Subscription and institutional access are arranged through academic libraries at Princeton University, University of Cambridge, University of Oxford, Yale University Library, and consortia represented by JSTOR and Project MUSE infrastructures. Special issues have been guest-edited to mark anniversaries and thematic agendas on topics like sound and music studies tied to figures such as Bernard Herrmann and Ennio Morricone.

Abstracting and Indexing

The journal is abstracted and indexed in major bibliographic databases serving humanities and arts scholarship, including services operated by EBSCO Information Services, ProQuest, Clarivate, and Scopus. It is discoverable through library catalogs at institutions like National Library of Medicine for audiovisual citations and through citation indexes used by researchers at European Research Council-funded centers, disciplinary hubs at Humboldt University of Berlin, and consortia coordinating digital humanities projects at King's College London.
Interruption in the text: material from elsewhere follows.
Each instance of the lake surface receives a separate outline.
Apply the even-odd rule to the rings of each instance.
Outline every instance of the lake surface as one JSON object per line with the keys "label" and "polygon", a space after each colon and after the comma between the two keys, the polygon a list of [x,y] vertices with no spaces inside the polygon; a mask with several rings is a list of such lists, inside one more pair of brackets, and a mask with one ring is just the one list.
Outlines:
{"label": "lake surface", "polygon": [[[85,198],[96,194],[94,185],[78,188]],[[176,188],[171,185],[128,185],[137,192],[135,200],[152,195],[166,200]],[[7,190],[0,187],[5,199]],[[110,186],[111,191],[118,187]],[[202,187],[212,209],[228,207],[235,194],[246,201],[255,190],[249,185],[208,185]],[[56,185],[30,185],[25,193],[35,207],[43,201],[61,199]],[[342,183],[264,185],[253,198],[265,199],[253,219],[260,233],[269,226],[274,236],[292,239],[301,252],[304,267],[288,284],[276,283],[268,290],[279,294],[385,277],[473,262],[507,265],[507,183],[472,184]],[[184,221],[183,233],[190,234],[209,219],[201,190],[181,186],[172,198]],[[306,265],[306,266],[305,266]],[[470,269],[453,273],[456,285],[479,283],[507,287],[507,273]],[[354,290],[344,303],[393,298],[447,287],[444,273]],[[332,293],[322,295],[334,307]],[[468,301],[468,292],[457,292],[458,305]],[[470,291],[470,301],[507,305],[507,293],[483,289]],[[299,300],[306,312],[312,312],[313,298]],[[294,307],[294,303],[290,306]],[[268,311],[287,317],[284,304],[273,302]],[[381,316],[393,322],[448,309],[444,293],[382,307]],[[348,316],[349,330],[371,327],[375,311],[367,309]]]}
Indexing enhances visibility in bibliographies and citation tracking used in evaluation exercises at national research councils such as Arts and Humanities Research Council and assessment frameworks like agencies in United States National Endowment for the Humanities contexts.

Impact and Reception

Scholarly reception situates the journal alongside flagship periodicals in film and media studies published by institutions like Oxford University Press, Cambridge University Press, Sage Publications, and Routledge. Authors citing the journal include researchers affiliated with Princeton University, Cornell University, Duke University, Brown University, and McGill University. The journal's articles have informed exhibitions at Tate Modern, Guggenheim Museum, and programming at Telluride Film Festival and influenced curricula at conservatories and departments such as Curtis Institute of Music when intersecting with film music studies.

Critics and reviewers in outlets connected to Sight & Sound, Film Comment, Cahiers du Cinéma, and The Criterion Collection discourse have engaged with work published in the journal, and its scholarship has been invoked in monographs from university presses including Princeton University Press and Duke University Press.